Tory Lanez on ‘Swavey,’ How He’s Gonna Crash Through the Industry

During a bright, warm day in May, lines stretched in two directions around the block from Brooklyn’s Barclays Center. Inside, Tory Lanez was riling up the crowd: “If you’ve got more than $50 in your pocket, put your hands up! If you’re under the influence right now, put your hands up! Last but not least: If you do not have STDs, hands up!”
Lanez was in good company at Barclays, juicing the audience for Migos and Future. But it’s a rare night these days when he isn’t sitting at the top of the bill – this 24-year-old Toronto native has spent the last three years inserting himself into every nook and cranny of R&B, hip-hop and dancehall.
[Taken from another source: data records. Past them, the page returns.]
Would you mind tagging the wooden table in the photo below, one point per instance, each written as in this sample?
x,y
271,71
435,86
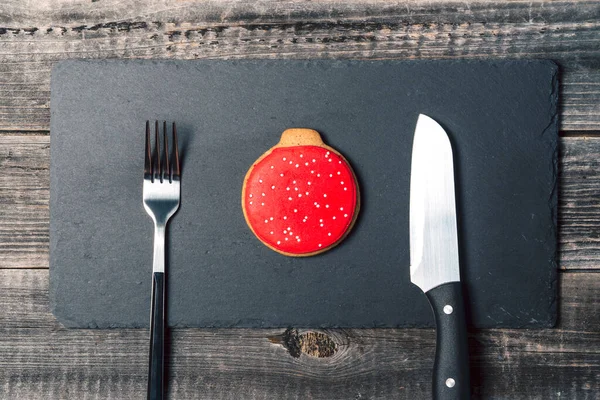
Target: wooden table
x,y
39,359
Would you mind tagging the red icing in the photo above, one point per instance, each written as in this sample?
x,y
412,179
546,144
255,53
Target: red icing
x,y
323,196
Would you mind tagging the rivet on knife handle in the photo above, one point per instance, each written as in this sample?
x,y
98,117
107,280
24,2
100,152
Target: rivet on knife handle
x,y
451,368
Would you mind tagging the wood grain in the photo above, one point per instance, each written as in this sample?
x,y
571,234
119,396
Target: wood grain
x,y
41,360
24,196
579,203
36,36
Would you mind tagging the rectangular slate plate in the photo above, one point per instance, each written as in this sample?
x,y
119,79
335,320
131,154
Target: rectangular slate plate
x,y
500,116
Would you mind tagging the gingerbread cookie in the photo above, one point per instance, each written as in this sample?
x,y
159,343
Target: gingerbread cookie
x,y
300,198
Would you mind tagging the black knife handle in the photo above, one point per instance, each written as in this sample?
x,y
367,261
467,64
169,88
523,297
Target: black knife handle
x,y
451,368
157,338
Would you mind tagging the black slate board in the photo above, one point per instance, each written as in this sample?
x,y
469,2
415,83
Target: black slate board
x,y
501,117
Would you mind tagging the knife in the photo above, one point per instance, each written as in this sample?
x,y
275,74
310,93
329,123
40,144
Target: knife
x,y
434,265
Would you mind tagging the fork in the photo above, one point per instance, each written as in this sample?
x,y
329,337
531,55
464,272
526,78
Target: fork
x,y
161,201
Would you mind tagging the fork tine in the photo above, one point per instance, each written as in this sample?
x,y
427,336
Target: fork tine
x,y
166,146
148,154
176,165
157,167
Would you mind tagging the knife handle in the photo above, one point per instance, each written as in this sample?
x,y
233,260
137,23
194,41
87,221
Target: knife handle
x,y
157,337
451,368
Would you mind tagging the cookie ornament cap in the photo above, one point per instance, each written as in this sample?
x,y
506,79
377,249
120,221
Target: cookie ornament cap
x,y
301,197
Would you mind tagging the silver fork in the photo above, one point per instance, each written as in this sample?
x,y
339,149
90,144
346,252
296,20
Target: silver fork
x,y
161,200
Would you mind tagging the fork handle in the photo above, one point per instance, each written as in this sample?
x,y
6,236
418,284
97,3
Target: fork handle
x,y
157,336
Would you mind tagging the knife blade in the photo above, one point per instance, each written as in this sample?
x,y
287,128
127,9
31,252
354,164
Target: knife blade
x,y
434,262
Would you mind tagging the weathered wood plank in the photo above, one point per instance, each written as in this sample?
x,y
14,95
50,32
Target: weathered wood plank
x,y
579,203
39,359
35,36
24,194
24,198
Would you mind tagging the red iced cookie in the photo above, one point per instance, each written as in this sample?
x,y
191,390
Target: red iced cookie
x,y
300,198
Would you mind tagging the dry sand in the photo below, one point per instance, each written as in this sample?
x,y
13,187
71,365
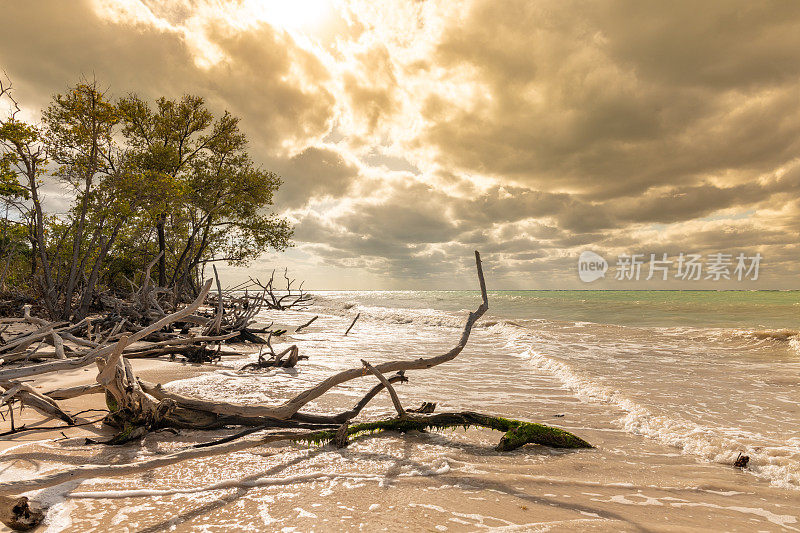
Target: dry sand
x,y
420,482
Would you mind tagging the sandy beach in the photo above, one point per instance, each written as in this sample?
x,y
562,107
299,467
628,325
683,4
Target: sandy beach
x,y
437,481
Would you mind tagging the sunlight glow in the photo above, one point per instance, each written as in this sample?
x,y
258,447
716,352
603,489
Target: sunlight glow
x,y
305,15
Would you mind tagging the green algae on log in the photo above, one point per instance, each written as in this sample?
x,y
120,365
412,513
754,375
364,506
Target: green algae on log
x,y
517,432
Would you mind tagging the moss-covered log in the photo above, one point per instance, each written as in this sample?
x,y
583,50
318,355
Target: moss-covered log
x,y
517,432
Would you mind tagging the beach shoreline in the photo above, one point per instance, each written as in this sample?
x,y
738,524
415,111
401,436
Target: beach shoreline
x,y
451,481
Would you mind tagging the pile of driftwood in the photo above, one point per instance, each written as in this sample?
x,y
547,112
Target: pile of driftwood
x,y
136,407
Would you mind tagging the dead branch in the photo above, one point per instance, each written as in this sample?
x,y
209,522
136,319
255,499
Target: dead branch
x,y
353,323
303,326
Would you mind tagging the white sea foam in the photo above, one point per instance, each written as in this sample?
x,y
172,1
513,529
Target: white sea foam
x,y
777,465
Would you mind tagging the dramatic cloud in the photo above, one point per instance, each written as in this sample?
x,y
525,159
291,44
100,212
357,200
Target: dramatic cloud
x,y
410,133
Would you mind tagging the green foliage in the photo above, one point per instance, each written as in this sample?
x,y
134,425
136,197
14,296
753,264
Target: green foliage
x,y
129,162
217,197
517,432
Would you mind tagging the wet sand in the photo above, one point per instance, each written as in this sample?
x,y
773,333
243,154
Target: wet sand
x,y
448,481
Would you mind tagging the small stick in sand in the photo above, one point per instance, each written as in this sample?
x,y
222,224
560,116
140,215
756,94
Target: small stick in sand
x,y
353,323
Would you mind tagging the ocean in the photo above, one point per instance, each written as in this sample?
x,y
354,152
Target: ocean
x,y
670,387
709,373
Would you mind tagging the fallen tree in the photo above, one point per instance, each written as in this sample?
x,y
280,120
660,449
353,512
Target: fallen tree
x,y
137,407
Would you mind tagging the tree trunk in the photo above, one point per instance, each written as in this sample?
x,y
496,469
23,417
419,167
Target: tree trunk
x,y
162,262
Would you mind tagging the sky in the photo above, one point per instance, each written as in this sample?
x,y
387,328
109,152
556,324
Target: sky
x,y
410,133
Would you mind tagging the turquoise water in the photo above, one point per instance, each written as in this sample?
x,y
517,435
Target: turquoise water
x,y
700,309
709,373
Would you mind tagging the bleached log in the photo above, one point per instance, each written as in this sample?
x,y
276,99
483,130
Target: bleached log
x,y
87,359
395,398
286,410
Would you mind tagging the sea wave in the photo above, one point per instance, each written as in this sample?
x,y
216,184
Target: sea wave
x,y
777,463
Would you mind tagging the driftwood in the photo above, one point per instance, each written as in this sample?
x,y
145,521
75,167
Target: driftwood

Lanez is at ease both rapping and singing, and he weds full-throttle productivity (six mixtapes, an album, an EP) with commercial instincts (two platinum certified singles), pluck (Lanez and another prominent Torontonian, Drake, exchanged barbs before recently posing together on Instagram to signal a truce) and high-octane shows: In March of 2016, a Lanez concert in Texas was shut down after a rambunctious crowd started throwing chairs.
He’s currently working on the follow-up to his major label debut I Told You. “The music that’s on it is so big,” he says. “I know it’s something that’s going to crash through the industry right now.” Lanez recently doubled down on that promise in another Instagram post, announcing that “the album has no samples/ remakes / or remixes… And all my singles are ORIGINAL this time.”
This marks a radical redirection for Lanez, who made a name for himself by rejuvenating old hits in ways that make young listeners – who may not be familiar with the original – swoon. From at least 2014’s Chixtape 2, this has been a crucial component of his artistic mandate, and it led to his breakout success in 2015 with “Say It,” which paid homage to Brownstone’s 1994 smash “If You Love Me.” He followed that with “Luv,” a pop-dancehall tune built on the blueprint of “Everyone Falls in Love,” a 1999 single by Tanto Metro and Devonte. “Luv” is still getting radio play; Neilsen Soundscan reported that it received 487 spins last week.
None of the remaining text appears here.